The old man slowly closed his snuff-box, shaking his head as he
did so.
"Ah, well! I won't blame ye, Peter," said he magnanunously, "it
bean't your fault, lad, no--but what's come to the ghost!"
"The ghost," I answered, "is nothing more dreadful than a
wandering Scotsman!"
"Scotsman!" exclaimed the Ancient sharply. "Scotsman!"
"Yes, Ancient."
"You'm mazed, Peter--ah! mazed ye be! What, aren't I heerd un
moanin' an' groanin' to 'isself--ah! an' twitterin' to?"
"As to that," said I, "those shrieks and howls he made with his
bagpipe, very easy for a skilled player such as he."
Some one was drawing water from a well across the road, for I
heard the rattle of the bucket, and the creak of the winch, in
the pause which now ensued, during which the Ancient, propped
upon his stick, surveyed me with an expression that was not
exactly anger, nor contempt, nor sorrow, and yet something of all
three. At length he sighed, and shook his head at me mournfully.
"Peter," said he, "Peter, I didn't think as you'd try to tak'
'vantage of a old man wi' a tale the like o' that such a very,
very old man, Peter--such a old, old man!"
"But I assure you, it's the truth," said I earnestly.
"Peter, I seen Scotchmen afore now," said he, with a reproachful
look, "ah! that I 'ave, many's the time, an' Scotchmen don't go
about wi' tails, nor yet wi' 'orns on their 'eads--leastways I've
never seen one as did.

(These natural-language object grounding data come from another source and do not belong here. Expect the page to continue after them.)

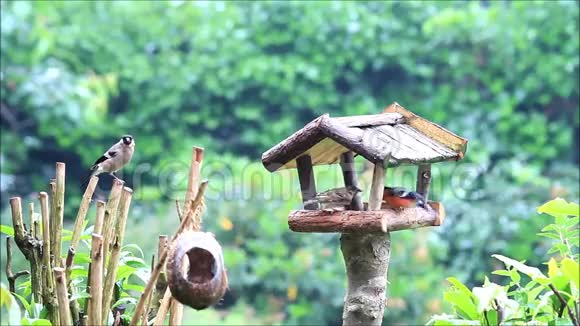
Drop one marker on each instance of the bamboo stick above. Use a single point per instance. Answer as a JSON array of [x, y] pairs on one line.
[[98, 229], [52, 189], [163, 308], [74, 305], [161, 283], [36, 278], [95, 308], [18, 224], [58, 219], [83, 209], [111, 217], [48, 294], [100, 216], [116, 250], [190, 211], [144, 317], [33, 224], [10, 276], [62, 295], [27, 244]]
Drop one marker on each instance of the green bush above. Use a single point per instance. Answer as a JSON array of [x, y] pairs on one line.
[[530, 296]]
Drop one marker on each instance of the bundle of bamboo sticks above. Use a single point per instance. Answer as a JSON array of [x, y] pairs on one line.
[[50, 271]]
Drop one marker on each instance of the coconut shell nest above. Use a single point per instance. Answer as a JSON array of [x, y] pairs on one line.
[[203, 281]]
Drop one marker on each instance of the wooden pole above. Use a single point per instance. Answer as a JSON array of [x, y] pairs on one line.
[[82, 213], [190, 212], [161, 283], [10, 276], [176, 311], [366, 257], [424, 180], [163, 308], [111, 217], [307, 182], [377, 188], [20, 236], [48, 289], [116, 251], [100, 216], [350, 179], [96, 292], [59, 211], [62, 296], [52, 216]]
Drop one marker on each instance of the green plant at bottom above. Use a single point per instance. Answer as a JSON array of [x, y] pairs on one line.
[[531, 297]]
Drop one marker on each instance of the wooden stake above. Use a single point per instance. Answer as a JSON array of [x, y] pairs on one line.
[[350, 179], [176, 312], [194, 175], [100, 216], [377, 188], [307, 182], [83, 209], [190, 212], [111, 217], [59, 211], [424, 180], [366, 256], [116, 251], [20, 236], [52, 189], [33, 222], [96, 299], [62, 295], [10, 276], [163, 308], [48, 294]]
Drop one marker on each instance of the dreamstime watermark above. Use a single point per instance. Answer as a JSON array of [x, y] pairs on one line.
[[231, 181], [250, 182]]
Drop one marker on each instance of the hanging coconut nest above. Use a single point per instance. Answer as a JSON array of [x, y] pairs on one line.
[[201, 280]]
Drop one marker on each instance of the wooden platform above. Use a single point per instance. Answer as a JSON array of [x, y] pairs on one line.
[[384, 220]]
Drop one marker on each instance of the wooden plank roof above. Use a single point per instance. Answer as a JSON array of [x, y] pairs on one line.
[[396, 135]]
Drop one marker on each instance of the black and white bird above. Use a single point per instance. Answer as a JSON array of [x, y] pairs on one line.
[[113, 159], [334, 199]]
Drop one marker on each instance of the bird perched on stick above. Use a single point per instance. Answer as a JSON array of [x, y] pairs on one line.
[[113, 159], [334, 199], [401, 198]]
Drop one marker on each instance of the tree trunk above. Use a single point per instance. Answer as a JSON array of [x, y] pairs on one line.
[[366, 257]]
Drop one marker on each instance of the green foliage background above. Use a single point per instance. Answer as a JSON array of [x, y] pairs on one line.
[[238, 77]]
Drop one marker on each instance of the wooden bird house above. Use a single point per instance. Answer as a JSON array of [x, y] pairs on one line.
[[392, 138]]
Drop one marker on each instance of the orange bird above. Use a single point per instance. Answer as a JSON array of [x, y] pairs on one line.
[[401, 198]]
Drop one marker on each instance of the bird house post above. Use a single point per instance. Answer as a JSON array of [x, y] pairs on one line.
[[392, 138]]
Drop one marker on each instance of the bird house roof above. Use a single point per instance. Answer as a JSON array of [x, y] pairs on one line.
[[396, 135]]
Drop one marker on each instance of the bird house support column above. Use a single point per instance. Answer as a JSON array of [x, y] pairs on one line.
[[424, 179], [306, 178], [366, 257], [349, 176]]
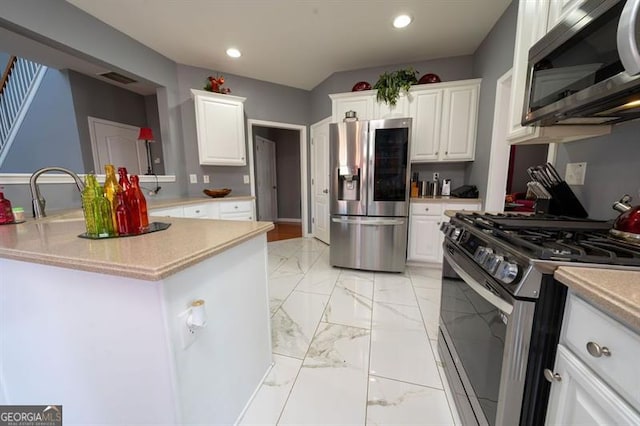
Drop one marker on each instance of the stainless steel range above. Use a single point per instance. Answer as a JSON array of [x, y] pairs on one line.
[[501, 309]]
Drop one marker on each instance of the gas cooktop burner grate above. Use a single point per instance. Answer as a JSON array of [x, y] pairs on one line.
[[557, 238]]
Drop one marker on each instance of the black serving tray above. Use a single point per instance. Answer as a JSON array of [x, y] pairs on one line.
[[153, 227]]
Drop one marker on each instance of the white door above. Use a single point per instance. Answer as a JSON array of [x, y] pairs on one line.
[[117, 144], [320, 180], [266, 179]]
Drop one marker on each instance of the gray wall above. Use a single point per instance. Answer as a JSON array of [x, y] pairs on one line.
[[454, 171], [493, 58], [60, 25], [48, 135], [95, 98], [448, 69], [265, 101], [613, 168]]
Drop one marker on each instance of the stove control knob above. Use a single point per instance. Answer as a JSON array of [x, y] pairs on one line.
[[507, 272], [481, 254], [487, 258], [492, 266]]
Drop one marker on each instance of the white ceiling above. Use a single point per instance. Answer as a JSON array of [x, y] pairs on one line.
[[300, 43]]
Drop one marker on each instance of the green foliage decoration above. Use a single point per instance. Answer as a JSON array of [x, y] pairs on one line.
[[391, 84]]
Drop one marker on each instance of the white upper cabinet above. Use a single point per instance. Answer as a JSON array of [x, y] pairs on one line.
[[360, 102], [425, 137], [444, 117], [459, 119], [535, 18], [220, 129]]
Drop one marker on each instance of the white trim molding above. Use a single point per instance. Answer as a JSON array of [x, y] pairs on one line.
[[23, 178]]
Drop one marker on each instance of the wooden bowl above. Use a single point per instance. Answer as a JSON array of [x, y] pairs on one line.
[[217, 193]]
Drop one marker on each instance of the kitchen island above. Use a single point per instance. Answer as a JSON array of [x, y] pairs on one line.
[[100, 326]]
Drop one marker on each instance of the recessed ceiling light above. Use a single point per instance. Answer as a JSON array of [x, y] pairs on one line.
[[401, 21], [233, 52]]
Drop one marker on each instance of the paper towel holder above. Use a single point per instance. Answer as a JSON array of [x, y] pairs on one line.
[[197, 317]]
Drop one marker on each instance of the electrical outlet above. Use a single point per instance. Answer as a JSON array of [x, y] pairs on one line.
[[188, 334], [575, 173]]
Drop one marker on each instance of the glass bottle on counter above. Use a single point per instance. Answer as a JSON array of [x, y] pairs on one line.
[[124, 180], [102, 213], [111, 188], [138, 205], [123, 215], [88, 205]]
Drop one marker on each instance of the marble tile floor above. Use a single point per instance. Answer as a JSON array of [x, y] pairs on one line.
[[350, 347]]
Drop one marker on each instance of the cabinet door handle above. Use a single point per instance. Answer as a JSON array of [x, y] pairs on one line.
[[596, 351], [551, 376]]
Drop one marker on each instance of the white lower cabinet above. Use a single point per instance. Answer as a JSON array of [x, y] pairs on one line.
[[581, 398], [596, 374], [424, 233], [225, 210], [425, 239]]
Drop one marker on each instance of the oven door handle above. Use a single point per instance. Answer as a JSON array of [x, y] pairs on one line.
[[626, 37], [488, 295]]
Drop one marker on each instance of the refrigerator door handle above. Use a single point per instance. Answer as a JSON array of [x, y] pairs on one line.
[[374, 222]]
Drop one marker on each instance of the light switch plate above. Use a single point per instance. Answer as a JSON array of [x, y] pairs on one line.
[[575, 173]]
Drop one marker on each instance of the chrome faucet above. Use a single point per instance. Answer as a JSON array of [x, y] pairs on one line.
[[37, 199]]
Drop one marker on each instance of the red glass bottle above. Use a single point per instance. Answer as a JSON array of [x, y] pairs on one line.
[[123, 216], [138, 205], [124, 180]]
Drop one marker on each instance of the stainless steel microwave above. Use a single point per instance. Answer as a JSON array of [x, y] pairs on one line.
[[586, 70]]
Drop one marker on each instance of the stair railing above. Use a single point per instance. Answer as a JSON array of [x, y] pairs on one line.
[[18, 86]]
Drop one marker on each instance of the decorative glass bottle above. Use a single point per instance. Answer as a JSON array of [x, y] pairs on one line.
[[111, 188], [123, 215], [102, 213], [88, 206], [138, 205]]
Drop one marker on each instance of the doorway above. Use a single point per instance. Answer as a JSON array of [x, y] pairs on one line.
[[266, 179], [117, 143], [290, 172]]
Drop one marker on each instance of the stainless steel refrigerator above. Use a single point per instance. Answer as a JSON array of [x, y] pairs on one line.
[[370, 194]]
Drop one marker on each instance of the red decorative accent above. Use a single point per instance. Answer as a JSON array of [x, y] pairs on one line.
[[361, 85], [145, 134], [429, 78]]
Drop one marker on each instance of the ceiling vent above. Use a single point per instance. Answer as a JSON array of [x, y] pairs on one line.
[[111, 75]]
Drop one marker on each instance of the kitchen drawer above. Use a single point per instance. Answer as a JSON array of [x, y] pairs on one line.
[[235, 207], [168, 212], [583, 323], [427, 209], [198, 211], [470, 207], [240, 215]]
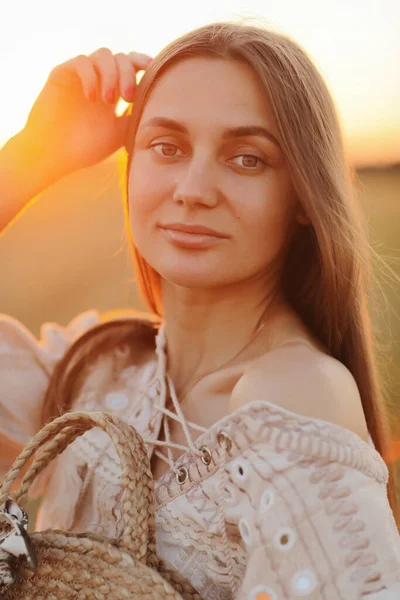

An', Peter, I know what a bagpipe is;
I've heerd 'em often an' often--squeak they do, yes, but a squeak
bean't a scream, Peter, nor yet a groan--no." Having delivered
himself of which, the Ancient shook his head at me again, and,
turning his back, hobbled away.
When I turned to look at George, it was to find him regarding me
with a very strange expression.
"Sir," said he ponderously, "did you sleep in th' 'aunted cottage
last night?"
"Yes, though, as I have tried to explain, and unsuccessfully it
seems, it is haunted by nothing more alarming than a Scots
Piper."
"Sir," said George, in the same slow, heavy way, "I--couldn't go
a-nigh the place myself--'specially arter dark--I'd be--ah! I'd be
afeard to! I did go once, and then not alone, and I ran away.
Sir, you'm a better man nor me; you done what I durstn't do.
Sir, if so be as you 'm in the same mind about it--I should like
to--to shake your hand."
So there, across the anvil which was to link our lives together
thenceforth, Black George and I clasped hands, looking into each
other's eyes.
"George," said I at last, "I've had no breakfast."
"Nor I!" said George.
"And I'm mightily hungry!"
"So am I," said George.
"Then come, and let us eat," and I turned to the door.
"Why, so we will--but not at--'The Bull'--she be theer. Come to
my cottage--it be close by--that is, if you care to, sir?"
"With all my heart!" said I, "and my name is Peter."
"What do you say to 'am and eggs--Peter?"
"Ham and eggs will be most excellent!" said I.